Back in his room, as he dressed up, a neighbourhood girl lurched to the door with a shy smile on her face. She wore a green frock torn at the seams with short hair and brown skin. He thought this was the girl who crossed the floor in the dim light.
“Mom is calling you for tea,” cried the young girl and her mouth gapped wider than he anticipated.
“Where is your mom?” he asked.
“In the kitchen,” said the girl.
“Are you from this house?”
She giggled behind the door, “I am your cousin. My grandma is your grandma.”
“Cousin! What is your name?”
“You’re the darkest fellow in the family,” uttered the girl bluntly.
He frowned lost in words. It wasn’t the first time he was referred to as the ‘black sheep’ of the family. He was dark-toned and a misfit who belonged to a different father. His skin glowed in walnut shine. Family at home in the capital, his half-brother and half-sister, were light skins. Sometimes relatives would tease around about his skin tone or mischief he made and troubles he got into. And they did discreetly in absence of his mother. He got different relatives and they got different relatives too. His bed placed by a corner in mid-hall while others located in inner quarters. Muaz was a dark boy at school as well and his classmates called him ‘madiri’ – meaning ‘mosquito’ and a nick he hated so much but learned to live with it.
He crossed the inner hall and out of the house to reach the kitchen shelter located separately few yards away in the backyard garden. He heard that twelve-year-old girl yell back, “My name is Nazima.”
“She is my daughter,” said his aunt moving from behind a large dining table holding a glass chamber lamp in one hand. Her dress knotted on the midriff rendering both legs at length though it was dark.

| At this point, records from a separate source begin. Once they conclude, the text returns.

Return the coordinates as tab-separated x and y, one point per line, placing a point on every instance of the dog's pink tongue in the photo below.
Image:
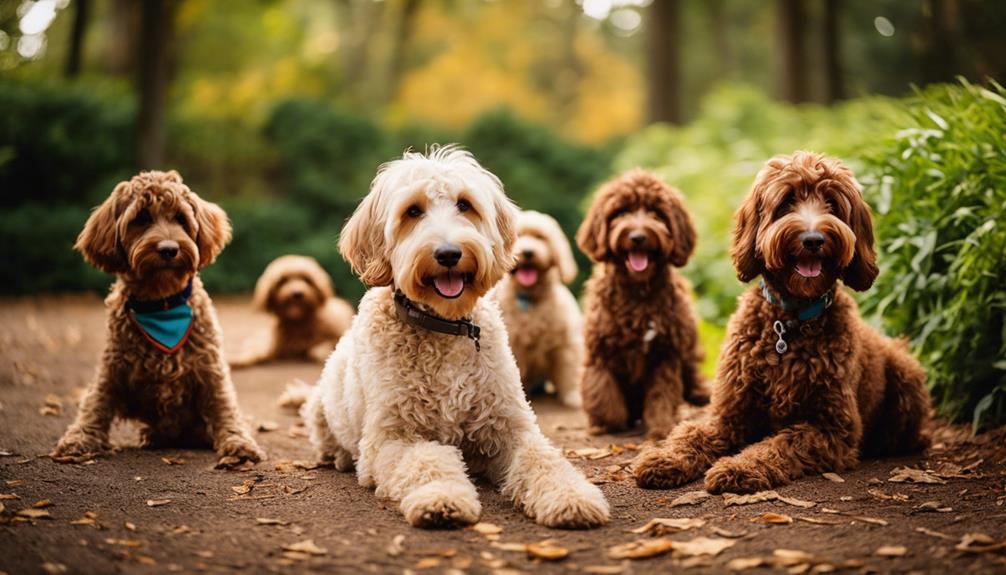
810	268
527	276
449	284
638	260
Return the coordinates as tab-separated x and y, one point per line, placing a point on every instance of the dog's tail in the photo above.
295	394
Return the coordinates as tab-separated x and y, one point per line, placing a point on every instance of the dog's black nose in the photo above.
448	254
167	248
812	240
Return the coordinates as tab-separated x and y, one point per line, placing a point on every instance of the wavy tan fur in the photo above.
416	411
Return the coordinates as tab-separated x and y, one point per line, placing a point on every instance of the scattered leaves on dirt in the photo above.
774	518
691	498
661	526
913	475
891	551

The amber in his eye hooded a dark surround. “She hasn’t come out of age to caution with a tendency of shyness.”
Another blatant utterance and he ignored, drew a chair beside the table and sat down.
“I can’t eat much.” There was a bowl of cream he wanted to try and demanded, “Aunt! Can you please pass me a spoon!” At home he used not to eat with fingers.
Aunt Nabila fetched a spoon and wiped it with her gown and passed to him, undoing the knot dropping it down the legs, “Have some bite and a cup of tea. Dinner will be ready in an hour.”
Muaz took the spoon and decided not to use it.
“I’m going out on a call,” cried his grandma from the backyard. And she left with a wooden box of herbs to perform a fanditha ritual on a pregnant woman. There he remembered what she did to him. When he was a boy at his age of six, he happened to be sleeping too much, oversleeping and drowsing like a cat in the classroom; a dull boy who couldn’t keep up to his grades. So, on a tour, his grandma drew a talisman and placed it under a pillow in his bed. Few weeks later, he was alright with his sleeping habit but then in his recent life he realised that he lacked sleep. He did not need to sleep and he could not sleep in the night. He was a light sleeper. Sometimes disturbed by a noise or a movement or a light or the heat or weather. His natal clock switched to keep him up awake all night. And at times it caused him boredom in passing the hot nights with a lack of sleep.
“Ouch!” he cried burning his lips from contact with the hot cup of tea.